I have recently become involved in a new project entitled Our-Waters, which is about the River Murray and the photographic archives of the Godson Collection held by the State Library of South Australia. Some background to the project is here on my Our Waters Our Country blog, which, for now, is loosely associated with the Our Waters project.
As it is still early days in the project, it has no public profile (ie., there is no website) to inform people what is happening. However, a recent update on the state of play of the Our Waters project is on this blog post. This indicates that this photography is not what Rebecca Solnit calls eco-porn: photography that celebrate the ‘untouched beauty’ of nature associated with the nature tourism and calendars that view our land and rivers as a place of wildness and wilderness.

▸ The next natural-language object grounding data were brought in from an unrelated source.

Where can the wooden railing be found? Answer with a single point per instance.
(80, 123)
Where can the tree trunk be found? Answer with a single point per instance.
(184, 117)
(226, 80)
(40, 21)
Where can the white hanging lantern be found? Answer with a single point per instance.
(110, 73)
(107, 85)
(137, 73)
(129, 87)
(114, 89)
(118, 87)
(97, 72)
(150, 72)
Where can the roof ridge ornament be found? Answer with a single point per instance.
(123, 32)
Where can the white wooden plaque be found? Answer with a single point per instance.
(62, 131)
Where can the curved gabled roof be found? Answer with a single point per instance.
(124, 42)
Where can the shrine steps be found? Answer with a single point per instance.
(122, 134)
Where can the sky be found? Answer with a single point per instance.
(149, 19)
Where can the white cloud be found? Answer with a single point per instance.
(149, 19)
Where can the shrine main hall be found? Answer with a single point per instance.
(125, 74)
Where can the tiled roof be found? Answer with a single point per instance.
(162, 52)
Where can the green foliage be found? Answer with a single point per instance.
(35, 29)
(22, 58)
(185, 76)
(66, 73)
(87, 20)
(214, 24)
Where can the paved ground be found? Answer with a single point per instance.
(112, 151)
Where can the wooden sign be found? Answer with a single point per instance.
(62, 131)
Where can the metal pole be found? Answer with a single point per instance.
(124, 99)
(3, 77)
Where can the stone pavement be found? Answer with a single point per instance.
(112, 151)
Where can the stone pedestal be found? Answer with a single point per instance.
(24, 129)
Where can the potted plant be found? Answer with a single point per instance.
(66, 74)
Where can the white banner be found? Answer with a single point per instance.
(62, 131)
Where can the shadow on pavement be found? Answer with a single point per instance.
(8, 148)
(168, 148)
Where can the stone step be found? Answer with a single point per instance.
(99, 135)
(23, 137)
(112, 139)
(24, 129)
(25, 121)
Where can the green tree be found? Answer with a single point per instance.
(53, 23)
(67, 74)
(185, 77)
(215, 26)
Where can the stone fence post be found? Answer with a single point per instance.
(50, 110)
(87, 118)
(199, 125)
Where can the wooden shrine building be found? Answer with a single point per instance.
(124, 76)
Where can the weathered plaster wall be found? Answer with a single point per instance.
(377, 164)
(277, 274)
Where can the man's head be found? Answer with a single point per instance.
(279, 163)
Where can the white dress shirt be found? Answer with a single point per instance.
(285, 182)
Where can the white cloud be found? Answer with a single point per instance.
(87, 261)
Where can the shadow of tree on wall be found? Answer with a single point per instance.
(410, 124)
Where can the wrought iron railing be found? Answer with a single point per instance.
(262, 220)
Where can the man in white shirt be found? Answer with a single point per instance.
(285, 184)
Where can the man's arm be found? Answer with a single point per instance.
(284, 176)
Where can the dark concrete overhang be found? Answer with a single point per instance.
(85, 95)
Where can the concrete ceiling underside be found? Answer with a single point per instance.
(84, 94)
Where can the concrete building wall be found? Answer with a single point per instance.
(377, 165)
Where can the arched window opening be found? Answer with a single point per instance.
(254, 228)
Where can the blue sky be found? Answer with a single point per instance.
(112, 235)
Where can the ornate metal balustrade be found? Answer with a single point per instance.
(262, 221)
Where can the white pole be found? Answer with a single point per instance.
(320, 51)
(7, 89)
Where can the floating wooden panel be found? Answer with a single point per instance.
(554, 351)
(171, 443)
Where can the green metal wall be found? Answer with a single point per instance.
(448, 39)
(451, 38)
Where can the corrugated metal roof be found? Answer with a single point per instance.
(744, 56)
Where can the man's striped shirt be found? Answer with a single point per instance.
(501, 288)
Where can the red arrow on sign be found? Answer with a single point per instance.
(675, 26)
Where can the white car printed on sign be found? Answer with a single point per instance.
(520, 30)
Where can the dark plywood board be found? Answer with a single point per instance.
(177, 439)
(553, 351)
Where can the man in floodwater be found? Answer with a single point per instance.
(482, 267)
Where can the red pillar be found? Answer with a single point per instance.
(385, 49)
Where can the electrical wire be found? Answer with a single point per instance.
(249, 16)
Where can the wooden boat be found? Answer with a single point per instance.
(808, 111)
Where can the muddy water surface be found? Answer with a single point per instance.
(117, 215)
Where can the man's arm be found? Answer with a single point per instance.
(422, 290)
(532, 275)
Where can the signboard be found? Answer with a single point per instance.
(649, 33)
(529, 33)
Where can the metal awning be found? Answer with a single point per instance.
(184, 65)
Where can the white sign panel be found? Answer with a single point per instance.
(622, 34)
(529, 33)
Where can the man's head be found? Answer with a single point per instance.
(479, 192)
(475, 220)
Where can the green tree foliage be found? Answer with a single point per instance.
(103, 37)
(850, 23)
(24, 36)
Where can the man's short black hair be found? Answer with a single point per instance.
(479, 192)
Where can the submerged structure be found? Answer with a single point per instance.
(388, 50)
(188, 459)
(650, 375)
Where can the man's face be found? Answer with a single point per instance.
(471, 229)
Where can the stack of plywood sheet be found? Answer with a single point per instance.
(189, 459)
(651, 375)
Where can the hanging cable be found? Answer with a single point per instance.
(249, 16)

It is an opportune time to start such a project given the recent report on the ecological state of the Coorong by the Goyder Institute. The ecological condition of the Coorong has been steadily degrading since European “settlement” due to upstream water extractions, and the Millennium Drought was a major disturbance causing a rapid decline in condition. Whilst the relatively recent increase in natural and managed inflows to the Coorong through the Murray-Darling Basin Plan have improved the ecological condition of the North Lagoon, the ecological condition of the South Lagoon has not recovered, or it has continued to decline. As Mary E. White wrote in her Running Down – Water in a Changing Land (Kangaroo Press, 2000):
The continuing saga of the extraction of massive amounts of water from inland rivers to satisfy the escalating demands of the irrigation industry is Australia’s most serious, and ultimately potentially most disastrous water-related issue. It is a battle between two essentially irreconcilable attitudes to land use.
To speak plainly, the Murray-Darling Basin has been, and is being, managed to benefit the irrigators.
The Goyder Report on the ecological condition of the Coorong’s South Lagoon states that:
The Coorong is considered to be the most important waterbird wetland in the Murray-Darling Basin. It has been degraded to the point where it is at risk of losing the key elements which make it such an iconic wetland of local, national and international importance. Most notably this has included large reductions in the abundances and some waterbirds, particularly fairy tern and migratory shorebirds. This is associated with the prevalence of filamentous algae that is preventing aquatic plants from completing their life-cycle and interfering with the ability of waterbirds to feed on both plants and invertebrates in mudflats. The system is now in a vulnerable state and may have little capacity to absorb continued and cumulative environmental stress resulting from water extractions and changes in climate.
It is highly likely that the growth of the filamentous algae in the South Lagoon is caused by the flows from the drainage system in the South-East of South Australia, since these flows are drainage from agricultural landscapes and so would would contain a lot of nutrients. But little scientific research has been done on this. What is known is that the reduction in extent of aquatic plants has led to a loss of habitat and food resources, particularly for shorebirds, whilst the shift in dominance from aquatic plants to algae has reduced access to foraging habitat for waterbirds. Consequently, the South Lagoon now has little capacity to absorb continued and cumulative environmental stress.
The Report states that the management regime must now contend with how to restore the system (ie., Lower Lakes, the South-East groundwater and the Southern Ocean) to a more desirable state (i.e. more suitable habitat for migratory shorebirds, extensive Ruppia tuberosa beds etc.) that supports the site’s biodiversity into the future shaped by climate change.
Any contemporary landscape photography of the Coorong, or of the rivers and land in the Murray-Darling Basin, is basically representing a landscape that is increasingly being shaped by climate change, and so to all intents and purposes it is a photography in the Anthropocene. This would be a photography that doesn’t ignore histories of colonial invasion and occupation which have inevitably left their mark on the land, which addresses colonial legacies, and challenges the dominant narratives around representation of land.